Volume 28, Issue 489                                             April 16, 2007

Matthew Gever

Lawmakers in South Carolina are looking to tighten penalties for drunk drivers and close loopholes that allow many offenders to slip through the system.

“We have to change the way DUI (driving under the influence) laws are enforced in this state and I ask that we do it this year,” said Governor Mark Sanford in his state-of-the-state speech. Legislators are now working with the Governor to reform the state’s laws.

Since 1997, the national rate of fatal crashes that involve drunk driving has remained flat, after falling by nearly half between 1982 and 1997, according to the National Conference on Highway Safety Priorities.
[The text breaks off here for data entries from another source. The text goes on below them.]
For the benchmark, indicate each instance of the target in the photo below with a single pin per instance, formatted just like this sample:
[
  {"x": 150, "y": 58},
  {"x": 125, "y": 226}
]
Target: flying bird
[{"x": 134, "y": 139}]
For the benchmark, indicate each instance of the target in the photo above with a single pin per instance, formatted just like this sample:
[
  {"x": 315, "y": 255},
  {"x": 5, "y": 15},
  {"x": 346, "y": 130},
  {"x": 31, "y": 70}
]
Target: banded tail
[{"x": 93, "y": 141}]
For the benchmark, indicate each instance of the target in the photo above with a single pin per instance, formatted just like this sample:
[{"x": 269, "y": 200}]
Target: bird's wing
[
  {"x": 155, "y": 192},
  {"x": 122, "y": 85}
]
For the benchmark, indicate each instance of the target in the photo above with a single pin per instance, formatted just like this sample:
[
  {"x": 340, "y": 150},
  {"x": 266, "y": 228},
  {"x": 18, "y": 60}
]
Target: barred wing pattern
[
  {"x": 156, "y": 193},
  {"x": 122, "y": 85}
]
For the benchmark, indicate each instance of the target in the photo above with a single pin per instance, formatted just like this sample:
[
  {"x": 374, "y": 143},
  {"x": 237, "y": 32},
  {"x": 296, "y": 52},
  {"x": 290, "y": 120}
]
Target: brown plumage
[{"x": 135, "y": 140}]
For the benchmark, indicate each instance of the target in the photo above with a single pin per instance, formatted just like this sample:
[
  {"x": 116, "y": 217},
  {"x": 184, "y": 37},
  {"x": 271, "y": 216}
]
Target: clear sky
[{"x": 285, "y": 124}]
And many individuals get away with driving drunk. About 90 million car trips are made yearly by drunk drivers, but only 1.5 million of those will result in arrests, according to the Insurance Institute for Highway Safety.

“We have one of the worst fatality rates in the country,” said Representative Garry Smith. South Carolina has consistently ranked among the top 10 states in annual DUI-related accidents and deaths. In 2005, the state had 1,093 road fatalities, of which 464 were attributable to alcohol, according to the National Highway Traffic Safety Administration.
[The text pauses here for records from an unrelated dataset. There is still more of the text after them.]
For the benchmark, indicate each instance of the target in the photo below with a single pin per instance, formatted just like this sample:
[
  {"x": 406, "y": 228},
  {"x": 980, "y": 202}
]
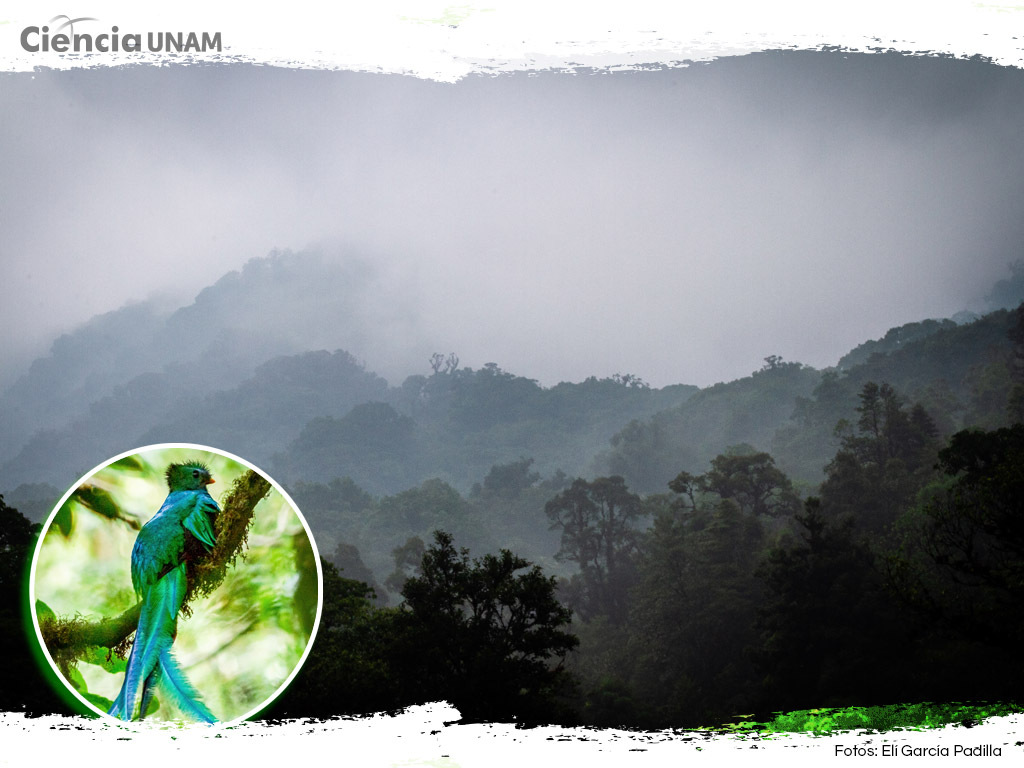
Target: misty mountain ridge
[
  {"x": 243, "y": 320},
  {"x": 228, "y": 371}
]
“We should be thinking about the victims first,” said House Speaker Doug Smith at a press conference. Speaker Smith urged lawmakers to toughen DUI laws.
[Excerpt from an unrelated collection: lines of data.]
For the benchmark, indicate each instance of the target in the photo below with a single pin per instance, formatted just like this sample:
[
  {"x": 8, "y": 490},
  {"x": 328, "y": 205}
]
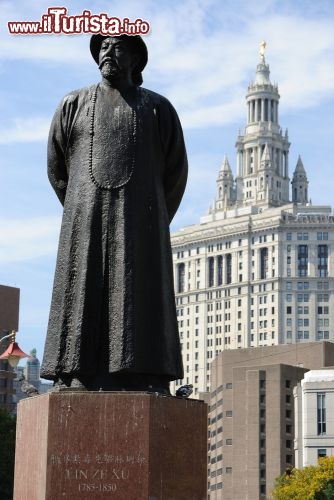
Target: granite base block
[{"x": 110, "y": 445}]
HB 3165 would increase the penalties associated with DUI. If an individual is pulled over for drunk driving and refuses a breathalyzer test, the state will suspend the person’s driver’s license for one year. The previous penalty was 90 days. The bill also creates graduated penalties for increasing levels of intoxication and longer jail times for repeat offenders. First-time offenders would be required to enroll in treatment.

Many of the complaints about South Carolina’s DUI laws relate to the process of arrest. For example, officers must read Miranda rights to the offender twice—once at the point of arrest and again before a breath test is administered. HB 3196 would change that by dropping the required second reading. “It’s time to stop tying the hands of law enforcement,” added Rep. Smith, who has been working to drop those requirements for the past three years.

SB 219 seeks to shame offenders into sobriety. Under this bill, if an individual is convicted of a second or subsequent DUI, the clerk of the county must publish a legal notice of the individual’s conviction at that individual’s expense. The notice is required to appear in the same manner as other legal notices in said county or in a newspaper. The notice of conviction also must include the name and address of the convicted person, the date, time and place of arrest, as well as the disposition of the case.

In 2006, approximately 11,000 South Carolinians had their driver’s licenses suspended for driving under the influence. Of those, 2,300 were repeat offenders. Previous laws gave judges the option of requiring an ignition locking device for those with a conviction. HB 3277 would require the device for anyone convicted two or more times.

Other bills would establish administrative barriers such as higher fees for re-registering immobilized vehicles (cars that were seized or impounded from DUI convicts) and longer license suspensions.

Some Senators are less than enthused about the proposed legislation. Their primary concern is that most of the bills being considered are not addressing the core of the problem—substance use disorders—because they are focused on punitive measures rather than treatment.